"Um pouco sobre homens, pais e gays"

Images Considerações sobre relacionamento amoroso masculino; vantagens X desvantagens de morar junto.

O presente material é o resultado das discussões de um grupo de homens que se entende homossexual, que são pais e que em sua grande maioria teve ao longo de sua vida pregressa relacionamento conjugal com a mãe de seus filhos, apenas um deste grupo de 11 homens é pai adotivo. Alguns deles hoje são ou foram casados com homens, outros namoram há algum tempo e alguns deles moram junto com seu companheiro. Elencamos primeiramente as VANTAGENS de morar junto pensando naquilo que é um  ganho e uma conquista, o poder dividir sua rotina diária com alguém que você gosta.  Coabitar, ter diariamente a companhia de quem se gosta pode ser facilitador do encontro amoroso, do convívio, o que pode promover uma rotina diária positiva, mais próxima favorecendo e fortalecendo o casal.

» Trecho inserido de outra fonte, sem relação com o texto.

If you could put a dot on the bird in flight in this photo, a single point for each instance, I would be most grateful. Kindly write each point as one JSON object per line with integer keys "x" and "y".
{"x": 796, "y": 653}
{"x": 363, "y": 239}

Pode auxiliar conhecer de fato o outro, seus gostos, seu jeito, estabelecendo uma parceria e cumplicidade, mantendo e fortalecendo a união. O apoio emocional, a camaradagem, o companheirismo podem emergir nos momentos de troca diária. 

Compartilhar vida em comum pode ser uma oportunidade de exercitar o altruísmo, de respeitar o direito do outro e suas diferenças, exercendo assim a conjugalidade de fato, favorecendo maior ganho de intimidade fortalecendo a resiliência no enfrentamento dos maus momentos e assim crescendo com eles. Ou seja, pode ser oportunidade de enfrentar e lidar com os estressores e limitadores do relacionamento. A vida doméstica rotineira oportuniza ainda uma otimização na divisão de tarefas e despesas. É econômico, mais simples, compartilhar e dividir. Isso, quando se trata de dois homens, pode ser uma oportunidade de encontrar outros padrões relacionais, mais complementares, respeitando as individualidades sem necessariamente adotar e reproduzir modelos tradicionalistas hierarquizados que podem não se adequar para a realidade de um casal homoafetivo. Não há padrão, não há função nem papel pré-escrito, cada um pode se adequar ao que lhe convier e melhor se identificar na rotina doméstica do casal.

Nesse sentido, para quem é homem e pai, vivendo um relacionamento amoroso homoafetivo é oportuna, senão necessária, a reconstrução dos vínculos familiares num modelo próprio de família, não mais heteroafetivo, em conformidade com sua família, hoje homoafetiva. Possibilita, portanto, a troca de apoio mútuo nos desafios do enfrentamento do preconceito da sociedade, da comunidade e da família em geral. A oportunidade de viver relações familiares verdadeiras, saudáveis ainda que fora do padrão heteronormativo, confere às relações um toque agradável de pertencimento e normalidade. Essa é condição necessária para os pais, para os filhos, bem como para a família estendida e pregressa.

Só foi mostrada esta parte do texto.